Wanting to avoid the dangerous ice pitch, Beidleman led his group on an indirect route that looped far to the east, where the slope was much less steep, and around 7:30 they safely reached the broad, gently rolling expanse of the South Col. By then, however, only three or four people had headlamps with batteries that hadn’t run down, and everyone was on the brink of physical collapse. Fox was increasingly relying on Madsen for assistance. Weathers and Namba were unable to walk without being supported by Groom and Beidleman, respectively.
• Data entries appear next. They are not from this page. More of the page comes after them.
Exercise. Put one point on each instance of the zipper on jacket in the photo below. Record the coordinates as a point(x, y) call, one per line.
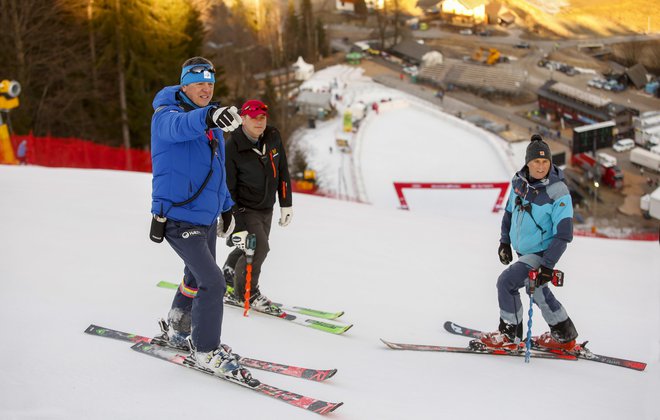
point(272, 163)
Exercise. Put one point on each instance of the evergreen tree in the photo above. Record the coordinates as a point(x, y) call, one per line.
point(323, 44)
point(307, 31)
point(292, 34)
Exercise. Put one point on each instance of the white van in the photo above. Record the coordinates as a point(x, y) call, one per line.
point(606, 160)
point(623, 145)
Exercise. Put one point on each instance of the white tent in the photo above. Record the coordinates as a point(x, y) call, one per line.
point(431, 58)
point(303, 70)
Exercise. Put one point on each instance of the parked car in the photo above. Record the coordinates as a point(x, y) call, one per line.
point(597, 83)
point(411, 70)
point(623, 145)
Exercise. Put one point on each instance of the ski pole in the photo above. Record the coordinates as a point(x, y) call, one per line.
point(532, 285)
point(250, 246)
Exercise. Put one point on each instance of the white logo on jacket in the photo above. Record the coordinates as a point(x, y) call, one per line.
point(189, 233)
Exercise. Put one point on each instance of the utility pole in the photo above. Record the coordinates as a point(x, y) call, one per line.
point(122, 86)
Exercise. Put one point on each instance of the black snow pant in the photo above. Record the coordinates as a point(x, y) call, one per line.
point(197, 305)
point(257, 222)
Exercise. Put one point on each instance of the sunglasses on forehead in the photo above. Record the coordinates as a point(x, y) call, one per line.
point(200, 69)
point(256, 108)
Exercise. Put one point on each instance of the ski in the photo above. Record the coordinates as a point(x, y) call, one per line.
point(311, 404)
point(447, 349)
point(307, 322)
point(317, 375)
point(298, 309)
point(585, 354)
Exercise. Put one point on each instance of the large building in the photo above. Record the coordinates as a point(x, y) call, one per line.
point(559, 101)
point(647, 129)
point(471, 12)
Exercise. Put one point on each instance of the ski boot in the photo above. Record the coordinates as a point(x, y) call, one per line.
point(261, 303)
point(221, 362)
point(169, 337)
point(507, 338)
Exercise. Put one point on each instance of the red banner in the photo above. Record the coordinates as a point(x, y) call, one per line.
point(76, 153)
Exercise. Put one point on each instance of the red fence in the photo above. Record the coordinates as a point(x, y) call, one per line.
point(76, 153)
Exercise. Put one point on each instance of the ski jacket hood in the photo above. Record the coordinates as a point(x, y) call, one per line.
point(538, 218)
point(183, 154)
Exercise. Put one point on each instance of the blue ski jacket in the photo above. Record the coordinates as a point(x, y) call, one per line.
point(182, 155)
point(538, 218)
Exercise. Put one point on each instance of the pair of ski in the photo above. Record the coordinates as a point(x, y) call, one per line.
point(150, 346)
point(538, 353)
point(294, 314)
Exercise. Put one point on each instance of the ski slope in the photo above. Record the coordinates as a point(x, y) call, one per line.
point(74, 251)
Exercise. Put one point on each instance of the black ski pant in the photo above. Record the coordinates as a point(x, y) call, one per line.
point(257, 222)
point(199, 297)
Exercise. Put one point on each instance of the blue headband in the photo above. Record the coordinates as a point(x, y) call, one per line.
point(189, 76)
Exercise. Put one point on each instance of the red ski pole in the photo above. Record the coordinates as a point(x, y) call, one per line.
point(250, 246)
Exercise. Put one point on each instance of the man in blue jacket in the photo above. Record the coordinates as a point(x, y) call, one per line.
point(190, 195)
point(538, 223)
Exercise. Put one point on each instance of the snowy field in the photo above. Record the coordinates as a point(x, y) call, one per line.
point(74, 251)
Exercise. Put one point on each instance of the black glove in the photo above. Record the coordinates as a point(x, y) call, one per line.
point(504, 252)
point(226, 118)
point(226, 224)
point(545, 275)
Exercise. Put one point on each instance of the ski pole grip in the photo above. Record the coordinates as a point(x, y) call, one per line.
point(533, 275)
point(558, 278)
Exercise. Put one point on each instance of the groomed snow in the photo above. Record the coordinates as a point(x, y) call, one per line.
point(74, 251)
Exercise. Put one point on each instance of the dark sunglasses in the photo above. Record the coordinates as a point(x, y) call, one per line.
point(200, 69)
point(256, 108)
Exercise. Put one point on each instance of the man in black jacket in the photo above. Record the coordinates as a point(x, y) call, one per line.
point(257, 171)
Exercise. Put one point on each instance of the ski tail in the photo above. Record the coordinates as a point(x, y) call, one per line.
point(311, 404)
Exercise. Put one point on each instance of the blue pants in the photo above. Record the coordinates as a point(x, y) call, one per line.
point(516, 277)
point(196, 247)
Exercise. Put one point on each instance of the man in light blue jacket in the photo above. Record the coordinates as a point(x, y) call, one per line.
point(191, 198)
point(538, 223)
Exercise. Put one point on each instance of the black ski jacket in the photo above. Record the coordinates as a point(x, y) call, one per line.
point(255, 174)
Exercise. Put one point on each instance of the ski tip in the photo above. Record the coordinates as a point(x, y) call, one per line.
point(639, 366)
point(331, 373)
point(330, 408)
point(390, 344)
point(348, 327)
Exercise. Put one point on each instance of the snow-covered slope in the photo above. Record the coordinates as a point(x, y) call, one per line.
point(74, 251)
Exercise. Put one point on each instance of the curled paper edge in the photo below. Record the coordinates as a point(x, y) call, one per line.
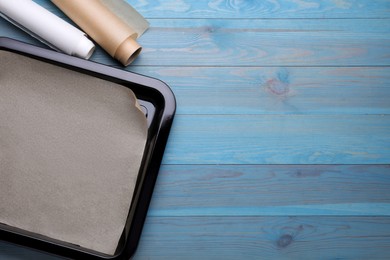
point(110, 31)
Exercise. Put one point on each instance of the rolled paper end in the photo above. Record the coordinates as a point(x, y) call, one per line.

Beidleman knew they were on the eastern, Tibetan side of the Col and that the tents lay somewhere to the west. But to move in that direction it was necessary to walk directly upwind into the teeth of the storm. Wind-whipped granules of ice and snow struck the climbers’ faces with violent force, lacerating their eyes and making it impossible to see where they were going. “It was so difficult and painful,” Schoening explains, “that there was an inevitable tendency to bear off the wind, to keep angling away from it to the left, and that’s how we went wrong.